Ich grübel ja noch über diese Aussage nach. Ich kann mir einfach nicht vorstellen, dass irgendjemand Texte nur wegen des Satzbaus liest, ohne dass er/sie sich für Inhalt und Handlung interessiert. Für mich ist der Satzbau (und auch sowas wie Wortwahl, Tempo oder Perspektive) ein Mittel, um einen Inhalt zu transportieren. Wenn der Satzbau nicht stimmt, dann kommt der Inhalt nicht an. Wie die Handlung dazu steht, weiß ich nicht recht - das wäre ein spannendes Thema, wie sich eigentlich Inhalt und Handlung eines Textes zueinander verhalten. Meine Erfahrung ist, dass die Handlung viel flüssiger wahrgenommen werden kann, wenn der Text auf der sprachlichen Ebene stimmt. Sprache ist für mich Handwerk. Und das muss man, so denke ich, wenn man schreiben will, beherrschen. Ich kenne inzwischen einige Autor*innen, die aufgrund biografischer Besonderheiten oder LSR Schwierigkeiten mit der Sprache haben und trotzdem beeindruckende Resultate erzielen. Ich habe auch eine fast blinde Malerin in meinem Bekanntenkreis. Das geht durchaus, nur erfordert es viel Arbeit und im Zweifelsfall auch Menschen, die helfen. Lektoren sind da sicher eine Idee, wenn auch eine preisintensive.

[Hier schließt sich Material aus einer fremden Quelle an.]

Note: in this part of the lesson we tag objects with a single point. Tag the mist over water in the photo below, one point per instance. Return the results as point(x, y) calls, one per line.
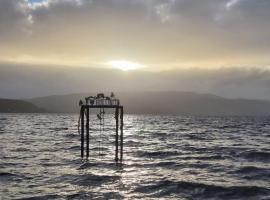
point(168, 157)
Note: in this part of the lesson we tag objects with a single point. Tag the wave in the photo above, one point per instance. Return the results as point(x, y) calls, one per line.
point(252, 172)
point(200, 190)
point(256, 156)
point(157, 154)
point(88, 179)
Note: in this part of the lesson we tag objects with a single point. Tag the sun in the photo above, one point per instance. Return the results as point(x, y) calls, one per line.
point(124, 65)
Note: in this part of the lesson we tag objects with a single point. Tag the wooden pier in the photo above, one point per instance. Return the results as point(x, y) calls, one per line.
point(101, 102)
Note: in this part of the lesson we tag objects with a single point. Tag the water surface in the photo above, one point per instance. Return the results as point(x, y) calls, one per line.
point(167, 157)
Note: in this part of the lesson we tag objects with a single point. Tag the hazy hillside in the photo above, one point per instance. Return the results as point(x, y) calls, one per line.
point(18, 106)
point(186, 103)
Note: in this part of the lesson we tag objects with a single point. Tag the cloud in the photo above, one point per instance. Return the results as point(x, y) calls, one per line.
point(158, 33)
point(249, 82)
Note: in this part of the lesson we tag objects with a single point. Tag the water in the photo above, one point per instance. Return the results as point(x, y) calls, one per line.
point(167, 157)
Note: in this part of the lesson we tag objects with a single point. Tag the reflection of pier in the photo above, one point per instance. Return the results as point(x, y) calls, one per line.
point(101, 101)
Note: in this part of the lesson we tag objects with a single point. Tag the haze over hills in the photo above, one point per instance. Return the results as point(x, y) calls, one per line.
point(18, 106)
point(185, 103)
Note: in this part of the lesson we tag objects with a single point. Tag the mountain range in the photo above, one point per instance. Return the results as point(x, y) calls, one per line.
point(169, 102)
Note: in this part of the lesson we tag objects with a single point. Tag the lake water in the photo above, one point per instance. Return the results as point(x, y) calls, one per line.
point(166, 157)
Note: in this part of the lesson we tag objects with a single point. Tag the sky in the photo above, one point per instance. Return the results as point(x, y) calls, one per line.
point(170, 37)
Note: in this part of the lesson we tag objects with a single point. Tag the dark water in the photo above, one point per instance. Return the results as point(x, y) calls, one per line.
point(166, 157)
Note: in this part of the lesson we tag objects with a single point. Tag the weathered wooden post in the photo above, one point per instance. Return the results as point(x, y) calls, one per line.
point(121, 130)
point(87, 132)
point(101, 102)
point(116, 133)
point(82, 131)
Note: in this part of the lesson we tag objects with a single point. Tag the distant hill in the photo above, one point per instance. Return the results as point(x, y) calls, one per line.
point(18, 106)
point(175, 103)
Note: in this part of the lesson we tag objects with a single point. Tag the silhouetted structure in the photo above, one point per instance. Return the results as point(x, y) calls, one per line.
point(101, 101)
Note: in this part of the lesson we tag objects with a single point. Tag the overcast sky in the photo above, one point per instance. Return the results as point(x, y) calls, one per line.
point(210, 35)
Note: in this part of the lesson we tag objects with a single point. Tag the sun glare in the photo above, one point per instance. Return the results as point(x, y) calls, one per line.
point(124, 65)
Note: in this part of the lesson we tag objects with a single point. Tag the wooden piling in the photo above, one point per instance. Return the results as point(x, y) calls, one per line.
point(121, 130)
point(87, 132)
point(82, 131)
point(116, 133)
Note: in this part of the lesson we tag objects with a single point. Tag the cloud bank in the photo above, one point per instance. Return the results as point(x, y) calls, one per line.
point(34, 81)
point(158, 33)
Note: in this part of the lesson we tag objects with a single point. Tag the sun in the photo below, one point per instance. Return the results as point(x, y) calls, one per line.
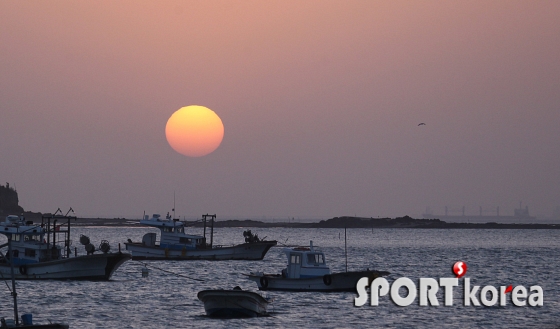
point(194, 131)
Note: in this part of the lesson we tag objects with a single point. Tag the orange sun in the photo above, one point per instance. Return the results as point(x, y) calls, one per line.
point(194, 131)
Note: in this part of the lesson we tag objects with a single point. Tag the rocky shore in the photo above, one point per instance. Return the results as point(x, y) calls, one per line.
point(336, 222)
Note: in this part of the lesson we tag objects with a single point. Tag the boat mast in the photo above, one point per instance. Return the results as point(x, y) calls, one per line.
point(14, 293)
point(345, 252)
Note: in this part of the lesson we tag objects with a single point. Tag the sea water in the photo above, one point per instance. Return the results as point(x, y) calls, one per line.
point(166, 298)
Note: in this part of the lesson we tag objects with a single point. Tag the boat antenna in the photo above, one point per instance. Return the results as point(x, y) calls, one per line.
point(345, 252)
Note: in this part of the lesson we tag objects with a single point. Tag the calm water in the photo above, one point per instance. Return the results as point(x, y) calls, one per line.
point(165, 300)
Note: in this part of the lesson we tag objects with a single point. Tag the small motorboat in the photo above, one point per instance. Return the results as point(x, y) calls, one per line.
point(175, 244)
point(27, 319)
point(42, 251)
point(235, 303)
point(308, 271)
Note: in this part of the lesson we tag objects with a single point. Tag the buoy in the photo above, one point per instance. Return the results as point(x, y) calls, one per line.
point(145, 272)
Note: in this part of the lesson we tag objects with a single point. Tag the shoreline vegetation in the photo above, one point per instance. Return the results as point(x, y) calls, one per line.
point(336, 222)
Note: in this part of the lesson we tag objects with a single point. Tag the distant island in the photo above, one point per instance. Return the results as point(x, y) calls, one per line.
point(9, 205)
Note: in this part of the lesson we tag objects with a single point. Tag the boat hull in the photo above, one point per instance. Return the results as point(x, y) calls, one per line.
point(89, 267)
point(345, 281)
point(245, 251)
point(233, 303)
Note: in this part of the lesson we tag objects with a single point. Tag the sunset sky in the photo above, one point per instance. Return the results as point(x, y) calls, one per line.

Insofern bin ich gespannt auf eine überarbeitete Version. Und vielleicht magst du, Zauberhexe, auch noch etwas zur Intention dieser Szenen schreiben? Dann können wir gemeinsam nachdenken, wie du das Gewünschte zeigen  kannst bzw. ob die von dir gewählten Szenen da passen oder andere vielleicht besser wären.
Ich röste zunächst immer, ohne andere Röstungen zur Kenntnis zu nehmen. Dabei ist mein Ansatz der, eine qualifizierte Lesermeinung abzugeben, Euch also zu verraten, wie der Text auf mich wirkt und wie es mir beim Lesen geht.